Hydro questions …

Part of the Coulags hydro scheme
Part of the Coulags hydro scheme

So is hydro the green power solution with no downsides?  I was back in the north-west this weekend and took a walk up Maol Chean Dearg – Gary Wroe’s penultimate Munro.

On the way we came through the workings for the new Coulags hydro scheme, a run-of-river scheme (there’s no dam or reservoir) which will eventually have the capacity to generate 1.5MW.

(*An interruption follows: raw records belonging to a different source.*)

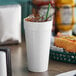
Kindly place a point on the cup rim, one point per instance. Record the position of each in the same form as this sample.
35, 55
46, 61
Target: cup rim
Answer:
35, 22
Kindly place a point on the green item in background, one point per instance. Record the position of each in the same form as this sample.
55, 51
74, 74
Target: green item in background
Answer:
26, 7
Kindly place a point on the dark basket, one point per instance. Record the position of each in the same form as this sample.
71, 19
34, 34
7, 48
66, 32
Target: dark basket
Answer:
63, 56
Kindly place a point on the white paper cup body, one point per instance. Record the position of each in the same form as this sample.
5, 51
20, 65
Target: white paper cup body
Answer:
38, 36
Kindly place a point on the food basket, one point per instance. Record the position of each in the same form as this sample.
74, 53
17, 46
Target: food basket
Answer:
63, 56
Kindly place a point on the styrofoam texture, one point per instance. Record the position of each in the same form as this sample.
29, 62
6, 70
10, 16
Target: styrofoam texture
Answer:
38, 36
10, 22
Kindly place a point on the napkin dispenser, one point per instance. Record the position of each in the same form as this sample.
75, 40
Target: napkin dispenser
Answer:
10, 24
5, 62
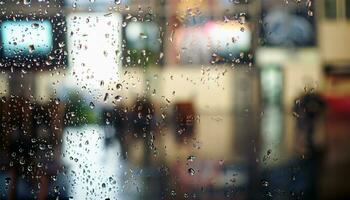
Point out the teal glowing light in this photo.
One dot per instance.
(23, 38)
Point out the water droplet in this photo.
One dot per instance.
(92, 105)
(31, 48)
(119, 86)
(264, 183)
(106, 97)
(27, 2)
(191, 158)
(118, 98)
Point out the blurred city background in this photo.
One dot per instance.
(175, 99)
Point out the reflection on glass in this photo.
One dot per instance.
(26, 37)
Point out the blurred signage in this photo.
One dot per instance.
(24, 38)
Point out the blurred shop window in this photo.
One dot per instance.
(213, 42)
(142, 44)
(330, 9)
(290, 25)
(347, 9)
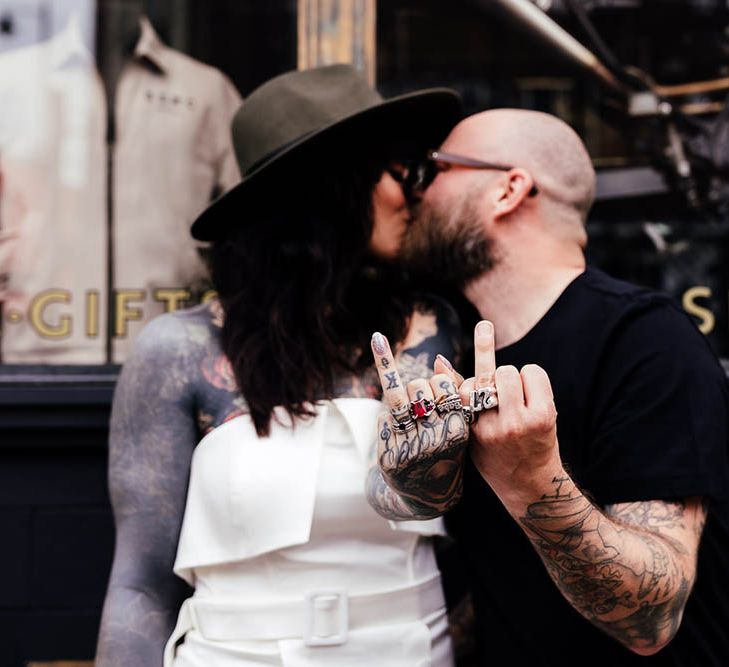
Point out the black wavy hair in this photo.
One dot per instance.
(300, 290)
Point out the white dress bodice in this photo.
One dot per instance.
(269, 521)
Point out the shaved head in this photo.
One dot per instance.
(449, 236)
(544, 145)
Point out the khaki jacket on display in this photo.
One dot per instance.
(171, 151)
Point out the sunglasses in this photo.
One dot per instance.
(415, 176)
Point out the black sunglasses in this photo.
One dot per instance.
(416, 175)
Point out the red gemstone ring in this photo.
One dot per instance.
(421, 408)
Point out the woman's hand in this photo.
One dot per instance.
(515, 443)
(421, 441)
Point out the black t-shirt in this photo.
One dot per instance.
(642, 415)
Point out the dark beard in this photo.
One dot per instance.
(447, 251)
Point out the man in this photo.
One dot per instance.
(580, 531)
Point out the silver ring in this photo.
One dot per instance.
(448, 403)
(469, 414)
(404, 426)
(483, 399)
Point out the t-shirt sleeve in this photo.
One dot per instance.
(659, 424)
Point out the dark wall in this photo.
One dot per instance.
(55, 519)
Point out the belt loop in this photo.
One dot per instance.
(320, 608)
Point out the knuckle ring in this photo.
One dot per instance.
(469, 415)
(448, 403)
(483, 399)
(421, 408)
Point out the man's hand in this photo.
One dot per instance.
(423, 464)
(627, 568)
(514, 445)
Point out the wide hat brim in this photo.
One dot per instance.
(418, 120)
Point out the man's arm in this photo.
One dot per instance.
(153, 434)
(434, 330)
(628, 569)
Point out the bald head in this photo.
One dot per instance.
(542, 144)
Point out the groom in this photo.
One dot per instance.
(595, 533)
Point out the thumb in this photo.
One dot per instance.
(442, 365)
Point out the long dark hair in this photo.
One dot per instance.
(301, 292)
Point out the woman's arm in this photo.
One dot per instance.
(153, 434)
(434, 330)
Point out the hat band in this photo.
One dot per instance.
(272, 155)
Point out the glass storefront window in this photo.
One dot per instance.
(112, 140)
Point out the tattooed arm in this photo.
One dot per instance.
(153, 433)
(628, 569)
(424, 466)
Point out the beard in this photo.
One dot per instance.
(449, 247)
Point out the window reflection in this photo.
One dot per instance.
(111, 142)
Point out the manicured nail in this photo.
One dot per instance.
(447, 363)
(379, 344)
(484, 328)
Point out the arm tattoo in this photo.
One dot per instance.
(629, 570)
(423, 467)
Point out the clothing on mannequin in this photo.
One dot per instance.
(105, 161)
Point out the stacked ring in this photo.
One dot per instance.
(402, 421)
(448, 403)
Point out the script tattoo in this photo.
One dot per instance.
(624, 570)
(421, 471)
(425, 466)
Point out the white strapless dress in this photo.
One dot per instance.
(290, 564)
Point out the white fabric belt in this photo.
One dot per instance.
(323, 617)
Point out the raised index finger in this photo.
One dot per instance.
(393, 391)
(485, 363)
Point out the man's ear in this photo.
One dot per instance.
(515, 187)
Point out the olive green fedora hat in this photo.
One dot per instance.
(300, 115)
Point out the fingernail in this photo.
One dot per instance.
(484, 328)
(445, 361)
(379, 343)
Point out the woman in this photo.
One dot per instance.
(253, 416)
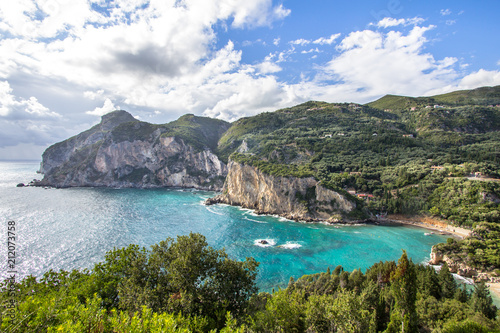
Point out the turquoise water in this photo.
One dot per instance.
(73, 228)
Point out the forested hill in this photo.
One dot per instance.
(400, 153)
(479, 96)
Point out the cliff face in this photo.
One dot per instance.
(124, 152)
(294, 198)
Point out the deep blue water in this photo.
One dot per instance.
(73, 228)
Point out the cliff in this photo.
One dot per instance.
(461, 268)
(295, 198)
(121, 151)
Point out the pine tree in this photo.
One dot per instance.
(448, 284)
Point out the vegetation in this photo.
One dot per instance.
(481, 250)
(410, 156)
(185, 286)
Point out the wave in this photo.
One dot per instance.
(246, 218)
(268, 242)
(211, 210)
(290, 245)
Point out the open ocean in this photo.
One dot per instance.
(73, 228)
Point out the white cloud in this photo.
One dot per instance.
(93, 94)
(445, 12)
(22, 151)
(300, 41)
(14, 107)
(387, 22)
(328, 41)
(106, 108)
(480, 78)
(371, 64)
(311, 51)
(268, 67)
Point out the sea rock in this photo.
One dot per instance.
(300, 199)
(123, 152)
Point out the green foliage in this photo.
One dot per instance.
(481, 250)
(180, 284)
(177, 286)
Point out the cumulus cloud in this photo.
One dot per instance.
(445, 12)
(106, 108)
(13, 107)
(161, 59)
(327, 41)
(387, 22)
(480, 78)
(372, 63)
(300, 41)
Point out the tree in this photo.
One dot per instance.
(448, 284)
(482, 302)
(404, 287)
(182, 276)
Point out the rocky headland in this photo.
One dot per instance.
(299, 199)
(121, 151)
(461, 268)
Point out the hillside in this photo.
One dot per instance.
(121, 151)
(394, 160)
(480, 96)
(380, 160)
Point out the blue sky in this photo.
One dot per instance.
(64, 63)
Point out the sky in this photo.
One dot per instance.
(65, 63)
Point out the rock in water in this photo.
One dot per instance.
(121, 151)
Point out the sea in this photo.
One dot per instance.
(73, 228)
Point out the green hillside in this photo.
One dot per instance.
(479, 96)
(401, 157)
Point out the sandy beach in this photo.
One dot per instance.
(429, 223)
(441, 227)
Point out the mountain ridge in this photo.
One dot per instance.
(373, 157)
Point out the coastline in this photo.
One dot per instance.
(495, 292)
(427, 223)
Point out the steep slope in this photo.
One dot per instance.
(123, 152)
(296, 198)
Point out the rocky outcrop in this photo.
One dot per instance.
(123, 152)
(303, 199)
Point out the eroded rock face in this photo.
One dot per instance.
(461, 268)
(123, 152)
(302, 199)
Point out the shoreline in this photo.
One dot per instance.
(494, 289)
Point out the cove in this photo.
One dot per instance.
(73, 228)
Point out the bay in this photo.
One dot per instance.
(74, 228)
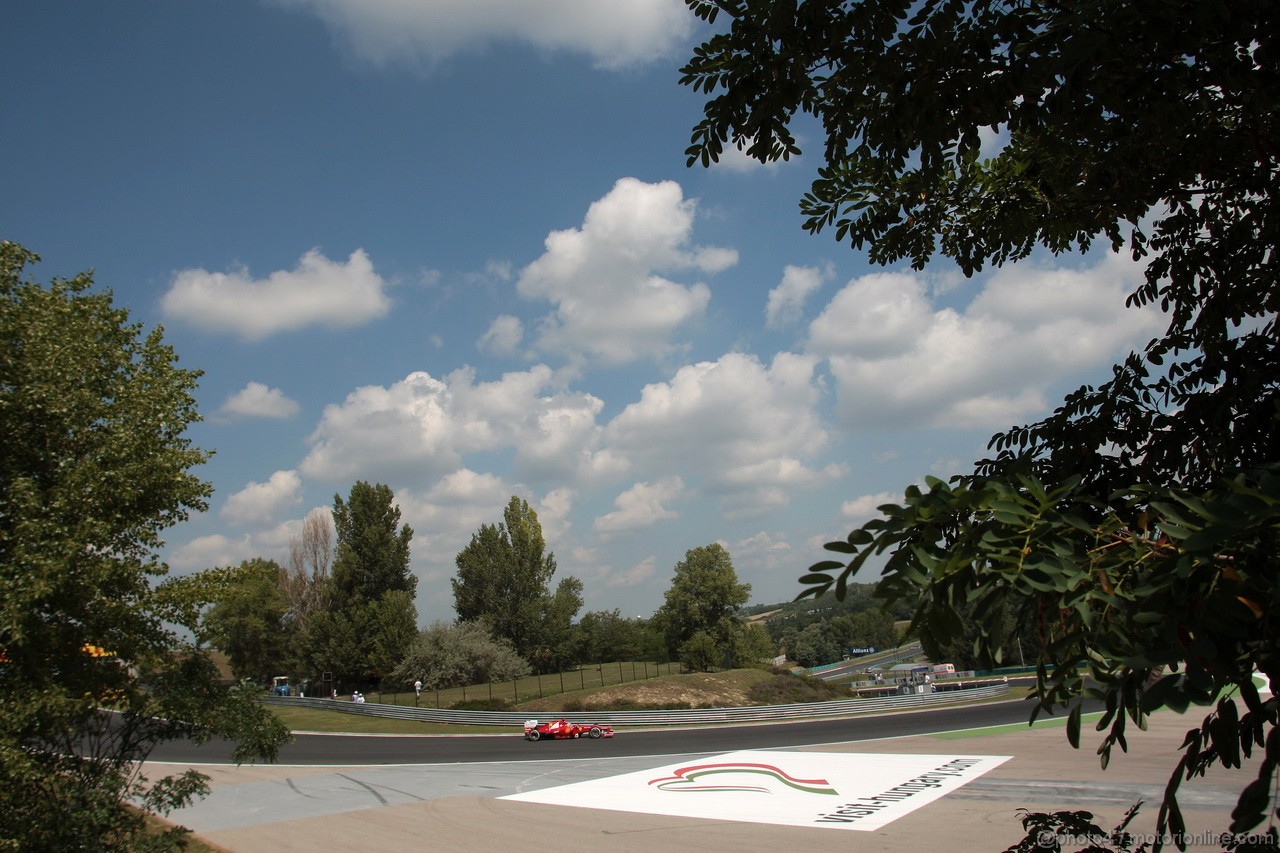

There is a bit of mess –  a new road, diggers in the glen, a new turbine house which will be screened by trees, but this Coulags Sign  tells you more about the scheme, and it does seem that everything is being done responsibly, and the ground is to be restored. I am all for development in the glens if it helps keep people in the area, but there is just a niggle in my head.

We are pouring resources into hydro schemes. We later met the bloke who maintains the MBA bothy up the glen, and I think he said there were something like 14 new hydro schemes between there and  – was it Lochalsh? However much care is taken, anglers I know suggest they will affect aquatic life. There’s a stretch of the Fionn Abhainn just above the work that is breathtaking, a long water slide with curls of foam, dark water on smooth rock. I’m not sure if the new scheme will take water out above this or not, but if it does it will affect its appearance.

These may seem all not unreasonable prices to pay for green energy and local employment, but throw in the fact that there seems to be little debate about it, and as far as I can tell renewables are only economic because of subsidised feed-in tariffs … and it raises questions … or should it?